Не успела она выписаться из клиники в Нейи, как ей пришлось лечь в госпиталь Гарша для прохождения курса лечения от последствий употребления пальфия. Ей предстояло каждый день постепенно уменьшать дозу – только так она могла избавиться от пагубного влияния наркотика. «Эта изнурительная тошнотворная борьба научила меня уважать себя, чего раньше со мной никогда не случалось». Во время этого лечения она начала вести дневник, который будет опубликован семь лет спустя в издательстве «Жюльяр» под названием «Токсик». Принимая во внимание скромность и сдержанность моей матери, я полагаю, этот дневник был для нее отдушиной, маяком в борьбе с демонами безумия, которые, как ей мнилось, подстерегали ее за каждой дверью больницы. Но это был и своеобразный писательский проект, который она хотела передать издателю после завершения своего лечения. Сама она так говорила об этом: «Уж лучше я буду писать повесть, чем издеваться над самой собой»[14]. По чистой случайности, но по совету Рене Жюльяра текст прочитал близкий друг издателя Бернар Бюффе. Именно он высказал идею сделать из повести целую книгу, то есть, по сути, стал ее соавтором. Книга «Токсик» вышла в свет в 1964 году тиражом четыре тысячи экземпляров, однако событие это прошло тихо и малозаметно.
Мы с матерью никогда всерьез не заговаривали о наркотиках, поскольку считали подобные темы бессмысленными. Она знала наверняка, что я знал о ее зависимости – что она должна была мне сказать? К тому же мне казалось, что зависимость – это страшное, но вместе с тем совершенно простое явление: она должна была с ней жить, таскать ее за собой, как на веревке. Пытаясь от нее отдалиться, мать чувствовала себя прескверно – возвращение же к наркотикам прочило ей ад и смерть. Это и было главным.

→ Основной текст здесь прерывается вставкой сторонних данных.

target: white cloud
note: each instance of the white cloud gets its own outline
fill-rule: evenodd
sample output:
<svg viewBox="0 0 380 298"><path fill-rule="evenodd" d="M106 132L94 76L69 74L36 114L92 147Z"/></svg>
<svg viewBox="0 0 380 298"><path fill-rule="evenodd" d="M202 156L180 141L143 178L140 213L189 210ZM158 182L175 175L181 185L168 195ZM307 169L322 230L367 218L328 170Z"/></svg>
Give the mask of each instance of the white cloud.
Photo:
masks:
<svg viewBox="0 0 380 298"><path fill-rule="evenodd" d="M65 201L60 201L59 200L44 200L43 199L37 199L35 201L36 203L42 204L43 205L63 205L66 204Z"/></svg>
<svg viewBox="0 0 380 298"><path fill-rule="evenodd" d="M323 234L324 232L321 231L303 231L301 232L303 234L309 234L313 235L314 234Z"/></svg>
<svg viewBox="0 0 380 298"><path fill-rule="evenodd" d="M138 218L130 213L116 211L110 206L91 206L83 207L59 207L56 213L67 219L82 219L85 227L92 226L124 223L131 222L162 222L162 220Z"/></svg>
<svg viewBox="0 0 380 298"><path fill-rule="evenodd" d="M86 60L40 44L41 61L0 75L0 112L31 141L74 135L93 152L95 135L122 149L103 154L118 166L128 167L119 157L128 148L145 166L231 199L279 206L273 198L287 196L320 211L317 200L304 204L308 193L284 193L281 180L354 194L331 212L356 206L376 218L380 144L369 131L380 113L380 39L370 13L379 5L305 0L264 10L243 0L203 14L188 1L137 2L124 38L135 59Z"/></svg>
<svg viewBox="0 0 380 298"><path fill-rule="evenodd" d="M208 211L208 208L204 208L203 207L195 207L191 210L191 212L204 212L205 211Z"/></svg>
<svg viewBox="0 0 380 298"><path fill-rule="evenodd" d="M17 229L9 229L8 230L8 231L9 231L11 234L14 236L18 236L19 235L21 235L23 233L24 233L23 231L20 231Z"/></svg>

Так что по данному вопросу для меня не существовало ровным счетом ничего нового, во всяком случае, ничего, что показалось бы мне неприятным или отталкивающим.
В те дни, когда мать болела и была так несчастна, что порой даже отправляла всех на улицу и требовала, чтобы врач поскорее сделал ей успокаивающий укол – в те дни я все хотел понять причину ее боли и страданий, из-за которых потрясающая сила и выдающийся ум стали вдруг бесполезными и неуклюжими.
Мне хотелось постичь ту тесную, поистине дьявольскую связь между ней и наркотиками. Хотелось понять, почему она пожертвовала самым дорогим в своей жизни – свободой – ради каких-то пузырьков. Что было в ней такого особенного, что отличало ее от прочих больных, которых лечили морфином, и почему они выздоравливали, а она вдруг оказалась жертвой, заложницей наркотиков? Быть может, в силу ее известности и славы ей прописали слишком большую дозу «R 875» – чтобы она не страдала, как другие? А может, это врач перемудрил с новым лекарством? Этот вопрос долгое время занимал меня, пока однажды я не получил частичный ответ от одного ученого, специалиста в области медицины и токсикологии. Оказывается, чтобы блокировать боль, наш организм активизирует собственную охранную систему. Она представляет собой две железы, гипофиз и гипоталамус, расположенные в особых частях нашего мозга, которые отвечают за выработку эндорфинов. Это химическое вещество и есть, по сути, физиологическое обезболивающее, причем действует оно точно так же, как морфин. Во время физической нагрузки эндорфины концентрируются в суставах и связках, именно поэтому мы не кричим, когда поднимаем ногу или сгибаем пальцы. Но в случае, если боли длительные и сильные, эндорфины бессильны. Тогда приходится прибегать к помощи мощных химических заменителей, таких как морфин. Но человеческий организм устроен так, что заменители приходится вводить внутривенно, так что в итоге морфин занимает место эндорфинов. С этого момента эндорфины утрачивают свою роль и погружаются как будто в летаргию. Если же лишить организм морфина, то в отсутствие всякого обезболивающего человек мучается еще сильнее.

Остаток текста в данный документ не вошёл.